My husband and I were married on July 2, 2011 in Red Bank, New Jersey. A few months after being married, I found out that I would need a kidney transplant. While this was somewhat of a surprise, it wasn’t something that hadn’t crossed my mind. My Mom was diagnosed with Medullary Cystic Kidney Disease when I was in middle school. She eventually went on to need a kidney transplant. At the time, my Dad was not a match to donate to my Mom, so she went on the UNOS waiting list. Several months of dialysis, she then received a call that there was a kidney for her. My Mom is by far the strongest woman I know. Seeing her strength is what helped me to get through my own transplant.
My symptoms of high blood pressure and rapid elevated kidney function were not the same as my mom’s kidney disease, I had, what our nephrologist called, “Chronic kidney disease.” We then began our trek in January 2012 to getting listed on the UNOS lists at one hospital per state. My Mom, my Dad, my husband and I would make the drive together where they tried to make me laugh and make light of the long car rides. It was at the Hospital of the University of Pennsylvania where I was getting over 30 vials of blood drawn to prepare for what was ahead when my husband said he wanted to be my donor. We had never even talked about him being a donor. I was shocked and honored that my husband of only a few months was willing to sacrifice his own life to save mine. That was not something that I had never expected of him. I always envisioned waiting like my Mom had done for a kidney from the UNOS list.
A month later, I was driving to work when I received a call from one of the transplant coordinators that my husband was in fact a candidate to be my donor. After all of the tears poured down my face, I was parked in the parking lot of my school and I looked up to find the most beautiful rainbow right in front of me. I knew at that moment that this wasn’t by chance, this was fate. I called my husband to tell him the news and we both breathed a sigh of relief. After many trips from New Jersey to Pennsylvania, we decided that the Hospital of the University of Pennsylvania was going to be the place we had our kidney transplant. This was the same hospital with the same team of doctors that my Mom had when she had her transplant. When the doctors all remembered her and her transplant, we knew we weren’t just a number and that we are in good hands.

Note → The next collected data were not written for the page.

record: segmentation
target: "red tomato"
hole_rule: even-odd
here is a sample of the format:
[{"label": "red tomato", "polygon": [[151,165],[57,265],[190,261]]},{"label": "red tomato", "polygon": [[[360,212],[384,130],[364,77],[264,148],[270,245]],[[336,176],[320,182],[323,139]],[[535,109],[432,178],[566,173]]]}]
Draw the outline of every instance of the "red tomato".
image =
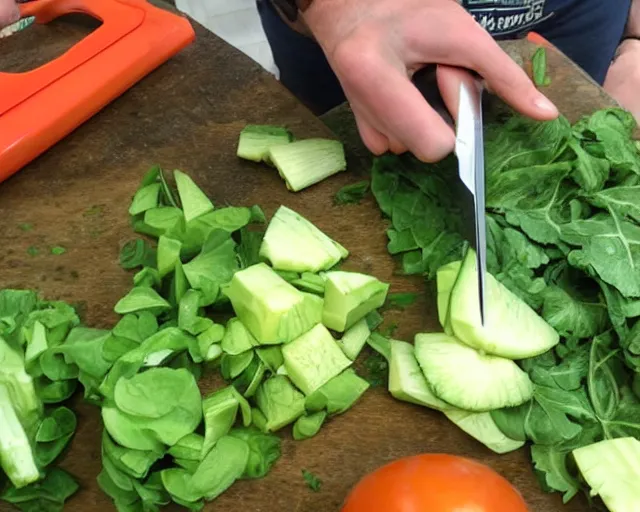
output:
[{"label": "red tomato", "polygon": [[364,477],[342,512],[528,512],[493,469],[444,454],[406,457]]}]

The morning of our transplants, almost one year after getting married, my Dad, my Mom and my sister came to pick up my husband and me to take us to the hospital. My husband’s parents followed us. It was hard knowing our lives were about to change forever. My husband was called in first to be prepped and have surgery first. I remember going in to see him before his surgery and just sobbing that if he wanted to back out, it was OK and that we could just go home and I would wait for a kidney. He told me no, and that he was doing this for me and for our family. He tried to make me laugh with the silly hairnet he was wearing, but I couldn’t help but cry. My husband was about to sacrifice his life and it was all for me. That is the kind of love that every girl dreams of, but just not quite like this.
As I sat in the waiting room with my Mom on one side and my mother-in-law on the other side of me staring at the screen with updates on where my husband was, those minutes felt like an eternity. They both kept telling me to stop looking at the screen and that everything was going to be fine. Well, they were right. When I went in for surgery, all I asked was to see my husband as soon as it was over. I wanted to make sure he was OK. I woke up in the recovery room and my Mom was standing over me and holding my hand. I asked to see my husband and sure enough, they wheeled my bed over to his where he was awake and waiting to go to his room. I was so relieved to see him and so happy that we were both OK.
The next morning when I woke up, I was on a mission to see my husband. They had put us on opposite sides of the floor so we would get up and go see each other. My mom pushed my IV cart as we slowly walked over to his room. When I got to the doorway, he said “Oh man, you’re up and walking already?” It made me laugh and that was when I felt the pain of the transplant. We joke that he made me laugh so hard it hurt. We spent our first wedding anniversary recovering from our transplant. My husband’s kidney is the greatest gift I will ever receive. He gave me a second chance at life and for that, I will be eternally grateful. He is not only my husband, but he is my best friend, my soul mate (by every definition of the word), and the father to our beautiful son.